As I was packing I threw in my bathing suit because it’s been warm here in Austin lately and I just thought on a whim that I might need it. As I was sifting through my bathing suit drawer – which is not a big drawer because my wardrobe of suits is small – I grabbed my handy-dandy tankini and was on my way.
When we arrived at the lake house I was so thankful that God allowed the sun to shine the entire time and I was able to participate in one of my favorite hobbies. Laying by the water. In this case it was a lake that you couldn’t pay me $500 to jump into. Maybe $1000 and I would, but I’m still not certain. The reasoning behind this is because when we first arrived at the lake house we were out by the water and some sort of carp-fest was happening and the fish were either fighting each other to the death, or mating. We still aren’t sure, but the water was immersed with huge carps and they were splashing around way to much for this to be a normal day in the sea – I mean lake – for them. Anyhow, back to my favorite hobby. Me + book + water + sun = best day eva. And yes I just left off the r because that just seems to be the best way to say that phrase.

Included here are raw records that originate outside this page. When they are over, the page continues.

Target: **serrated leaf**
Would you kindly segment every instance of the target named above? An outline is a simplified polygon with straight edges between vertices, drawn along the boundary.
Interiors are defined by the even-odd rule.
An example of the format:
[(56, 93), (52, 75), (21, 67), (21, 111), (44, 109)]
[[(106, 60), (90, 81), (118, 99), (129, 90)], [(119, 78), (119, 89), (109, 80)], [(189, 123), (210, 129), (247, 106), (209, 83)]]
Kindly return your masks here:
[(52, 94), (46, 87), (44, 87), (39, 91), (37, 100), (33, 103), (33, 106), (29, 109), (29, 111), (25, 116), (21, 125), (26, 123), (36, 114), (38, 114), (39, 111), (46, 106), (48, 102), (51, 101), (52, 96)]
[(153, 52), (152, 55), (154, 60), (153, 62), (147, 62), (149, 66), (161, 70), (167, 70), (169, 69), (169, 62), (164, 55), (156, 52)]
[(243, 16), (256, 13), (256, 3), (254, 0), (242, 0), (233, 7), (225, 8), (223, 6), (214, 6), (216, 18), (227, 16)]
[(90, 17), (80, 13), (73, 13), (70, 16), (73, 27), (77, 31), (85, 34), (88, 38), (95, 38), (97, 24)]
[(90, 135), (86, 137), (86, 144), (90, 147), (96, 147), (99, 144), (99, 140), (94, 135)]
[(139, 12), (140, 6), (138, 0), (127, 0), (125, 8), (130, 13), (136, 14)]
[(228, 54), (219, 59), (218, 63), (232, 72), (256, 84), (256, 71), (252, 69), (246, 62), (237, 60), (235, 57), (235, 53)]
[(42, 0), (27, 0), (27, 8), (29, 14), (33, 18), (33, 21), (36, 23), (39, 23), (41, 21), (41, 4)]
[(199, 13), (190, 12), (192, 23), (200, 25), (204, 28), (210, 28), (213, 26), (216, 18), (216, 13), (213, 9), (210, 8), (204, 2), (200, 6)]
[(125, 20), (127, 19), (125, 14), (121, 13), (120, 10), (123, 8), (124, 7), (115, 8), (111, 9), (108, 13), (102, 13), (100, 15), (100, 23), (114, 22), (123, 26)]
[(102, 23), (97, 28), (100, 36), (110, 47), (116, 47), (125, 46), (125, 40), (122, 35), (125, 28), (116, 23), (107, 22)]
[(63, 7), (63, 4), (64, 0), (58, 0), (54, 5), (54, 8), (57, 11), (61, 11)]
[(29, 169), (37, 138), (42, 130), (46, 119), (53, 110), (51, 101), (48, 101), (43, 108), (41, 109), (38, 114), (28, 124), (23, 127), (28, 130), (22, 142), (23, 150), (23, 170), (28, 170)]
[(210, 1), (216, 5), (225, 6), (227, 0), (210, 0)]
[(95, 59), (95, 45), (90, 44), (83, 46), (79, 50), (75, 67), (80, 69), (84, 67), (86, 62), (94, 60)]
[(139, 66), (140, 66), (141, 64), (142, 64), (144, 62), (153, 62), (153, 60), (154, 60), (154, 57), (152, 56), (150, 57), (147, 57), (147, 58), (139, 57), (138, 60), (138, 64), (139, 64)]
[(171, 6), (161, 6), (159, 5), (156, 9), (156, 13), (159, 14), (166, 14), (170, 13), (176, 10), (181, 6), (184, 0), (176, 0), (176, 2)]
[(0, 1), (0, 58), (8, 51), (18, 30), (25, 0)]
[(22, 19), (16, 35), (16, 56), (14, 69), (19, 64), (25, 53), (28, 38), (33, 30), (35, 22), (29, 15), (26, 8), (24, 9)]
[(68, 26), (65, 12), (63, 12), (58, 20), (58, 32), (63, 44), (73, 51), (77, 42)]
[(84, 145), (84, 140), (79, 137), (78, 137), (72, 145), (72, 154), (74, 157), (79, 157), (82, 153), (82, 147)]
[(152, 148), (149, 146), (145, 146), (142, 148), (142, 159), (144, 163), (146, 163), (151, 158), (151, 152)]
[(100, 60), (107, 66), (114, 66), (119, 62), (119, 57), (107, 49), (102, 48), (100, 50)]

As I was laying by the lake listening to the carps recreate I asked my friend if she wore bikini’s. Growing up in a conservative, Baptist church this was a great question to find out how serious one was with their faith. The good girls didn’t wear two piece bathing suits and the girls that were always walking the line not only wore them, but looked smoking hot in them. I was the girl with the one piece, but pissed and wanted a bikini only my mom wouldn’t let me. In fact my senior year in high school I remember one of the maddest I was ever at my mom was when she wouldn’t let me use my own money to buy a two piece bathing suit. My own money. My first stop after meeting my new roommate my freshman year in college sure enough was the closest All You Need is Water to get myself the sexiest bikini an 18-year-old could wear. I’ll show her.
Anyhow she answered that yes she does and asked if I did. Of course I did, but something happened last summer and I never put one on. From 18 year’s old I always wore a bikini and then the summer I turned 35 I couldn’t make myself do it. I thought about it last summer, and couldn’t put my finger on it, but it just never seemed right. I was 35 now, and that seemed like an age where you should start moving into grown up stuff (whatever that means!). It could also have something to do with the fact that I’ve always hated my middle section. Finally at 35 I thought it’s time to call a truce with the middle section and cover it up.
I have no feelings towards it one way or the other, but I wasn’t feeling confident lugging my kids to the pool last year in a bikini. Not sure if it’s because I’m 35, or 20 lbs heavier than I was back when I was 18.
I got to thinking today though about this and wondered what you think. Do you wear a bikini? Did you grow up with someone telling you it was wrong? Do you think it’s wrong now? When is it too old to sport a two piece? Or is it ever?